Cinematographer Aaron Morton shot the movie on locations throughout Italy using ARRI Alexa 35 cameras. Many people frequently discuss the idea of a “film look” as a simple, one-and-done technique – a LUT perhaps or a plug-in- in online videos about color grading. Still, Nakamura explains that creating a believable, high-end film look for digitally shot material involves several factors, from conception through final grade. “It’s important to know why someone wants their images to look like film,” he says. “And then the film has looked different throughout various eras and processes. In this case, there was a specific reference to the original film so we could use the specific qualities of the negative that production used.”
Achieving the overall effect, he adds, started before cameras rolled, with costume and set design, which all plays a role, inspired by the 1976 film which was directed by Richard Donner (Lethal Weapon) and shot by renowned British cinematographer Gilbert Taylor (Lolita). “There’s only so much we can do in color correction if the pictures don’t look like they’re from the era,” noting that the filmmakers of The First Omen “did a very nice job of that.”
Nakamura created a show LUT for the Alexa 35 that allowed everyone on set and the dailies’ viewers to understand how scenes would eventually read in the final version. This LUT was primarily based on how film “sees” the gradations from light to dark. “It was about the curve.
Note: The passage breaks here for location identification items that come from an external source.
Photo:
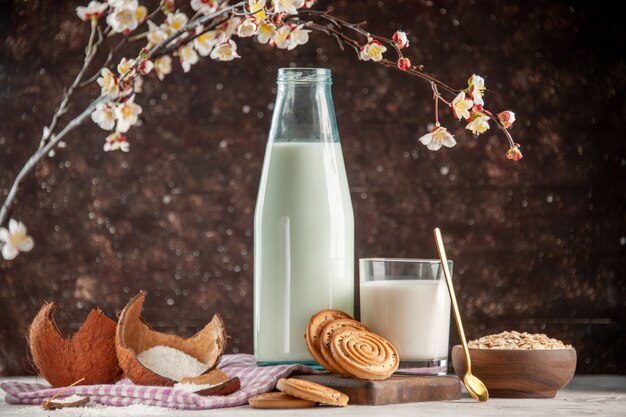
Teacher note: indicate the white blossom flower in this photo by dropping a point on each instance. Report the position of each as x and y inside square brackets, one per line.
[156, 34]
[400, 39]
[226, 51]
[138, 84]
[127, 114]
[108, 83]
[299, 36]
[288, 6]
[507, 118]
[461, 106]
[125, 66]
[204, 6]
[372, 50]
[437, 138]
[187, 56]
[140, 13]
[248, 27]
[256, 5]
[479, 123]
[204, 43]
[176, 21]
[477, 89]
[124, 4]
[267, 31]
[116, 142]
[123, 20]
[145, 66]
[104, 115]
[163, 66]
[15, 240]
[94, 9]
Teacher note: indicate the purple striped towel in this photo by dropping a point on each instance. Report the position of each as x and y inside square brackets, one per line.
[254, 380]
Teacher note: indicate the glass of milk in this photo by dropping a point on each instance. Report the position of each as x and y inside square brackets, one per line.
[406, 302]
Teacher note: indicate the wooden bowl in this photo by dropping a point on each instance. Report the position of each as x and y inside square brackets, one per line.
[518, 373]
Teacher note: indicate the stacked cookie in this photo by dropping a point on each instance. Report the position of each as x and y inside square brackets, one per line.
[347, 347]
[298, 393]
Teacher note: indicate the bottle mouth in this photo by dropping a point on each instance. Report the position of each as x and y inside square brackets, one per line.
[304, 76]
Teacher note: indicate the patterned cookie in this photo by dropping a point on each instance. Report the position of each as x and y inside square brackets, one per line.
[363, 354]
[312, 391]
[325, 342]
[316, 323]
[276, 400]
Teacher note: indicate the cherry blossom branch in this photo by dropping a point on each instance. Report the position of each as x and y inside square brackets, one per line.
[277, 23]
[39, 154]
[194, 24]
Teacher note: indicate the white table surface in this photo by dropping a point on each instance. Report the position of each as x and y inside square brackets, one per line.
[601, 395]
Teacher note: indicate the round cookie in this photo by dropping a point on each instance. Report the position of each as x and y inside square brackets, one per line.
[325, 341]
[363, 354]
[277, 400]
[312, 391]
[316, 323]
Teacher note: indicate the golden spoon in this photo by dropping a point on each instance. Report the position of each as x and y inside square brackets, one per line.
[474, 386]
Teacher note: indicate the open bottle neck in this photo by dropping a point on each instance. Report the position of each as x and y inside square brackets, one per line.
[304, 109]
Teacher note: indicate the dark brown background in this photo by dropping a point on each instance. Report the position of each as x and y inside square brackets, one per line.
[539, 245]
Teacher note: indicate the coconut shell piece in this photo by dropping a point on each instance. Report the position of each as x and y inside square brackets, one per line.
[88, 354]
[134, 336]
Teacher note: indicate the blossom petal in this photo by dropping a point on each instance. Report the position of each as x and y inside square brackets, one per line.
[4, 234]
[9, 252]
[26, 244]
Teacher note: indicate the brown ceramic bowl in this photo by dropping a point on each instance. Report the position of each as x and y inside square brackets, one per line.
[518, 373]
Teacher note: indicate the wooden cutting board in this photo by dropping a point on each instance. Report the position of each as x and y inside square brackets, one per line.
[394, 390]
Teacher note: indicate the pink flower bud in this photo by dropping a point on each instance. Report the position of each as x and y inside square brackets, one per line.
[400, 39]
[145, 66]
[404, 63]
[506, 118]
[168, 6]
[514, 154]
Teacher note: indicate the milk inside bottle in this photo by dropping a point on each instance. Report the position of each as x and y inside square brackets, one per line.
[304, 223]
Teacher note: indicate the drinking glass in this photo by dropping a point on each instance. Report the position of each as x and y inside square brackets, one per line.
[406, 302]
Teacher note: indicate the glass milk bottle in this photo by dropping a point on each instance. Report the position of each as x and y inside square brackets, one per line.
[303, 222]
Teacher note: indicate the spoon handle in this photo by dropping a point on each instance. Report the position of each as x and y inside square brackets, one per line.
[455, 306]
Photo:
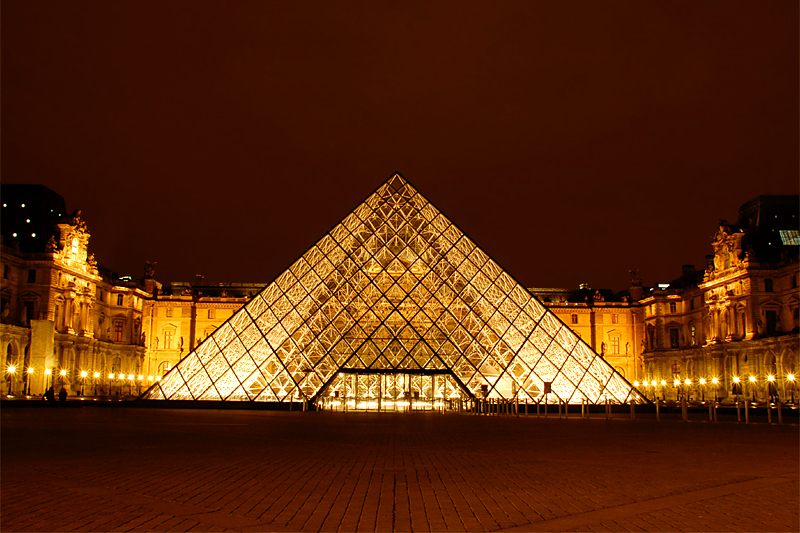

The color,” he says, “we could finetune better in the final grade. ”
When it came time for that step, Nakamura worked in his DI theater at Company 3’s Santa Monica, CA facility with the director, the DP, and Sam Rami horror film veteran Bob Murkawski, who edited The First Omen with Amy Duddleston.
To keep the imagery within the confines of the exposure and color characteristics of 1976’s Eastman Kodak stock, Nakamura applied tools within his DaVinci Resolve color corrector, including various OpenFX plug-ins called Film Damage, Halation, and Glow, among others, dialing in different “recipes” of the different effects on a scene-by-scene basis. The project also used LiveGrain Real-Time Texture Mapping, using custom-designed grain effects based on the look of the original Omen.
What people call a “film look,” Nakamura sums up, “has to do with many different factors. It has to do with how you treat your blacks and your whites, skin tones, and saturation levels. We brought together a whole combination of things to achieve the effect that the filmmakers wanted.”
The First Omen is now playing in theaters everywhere.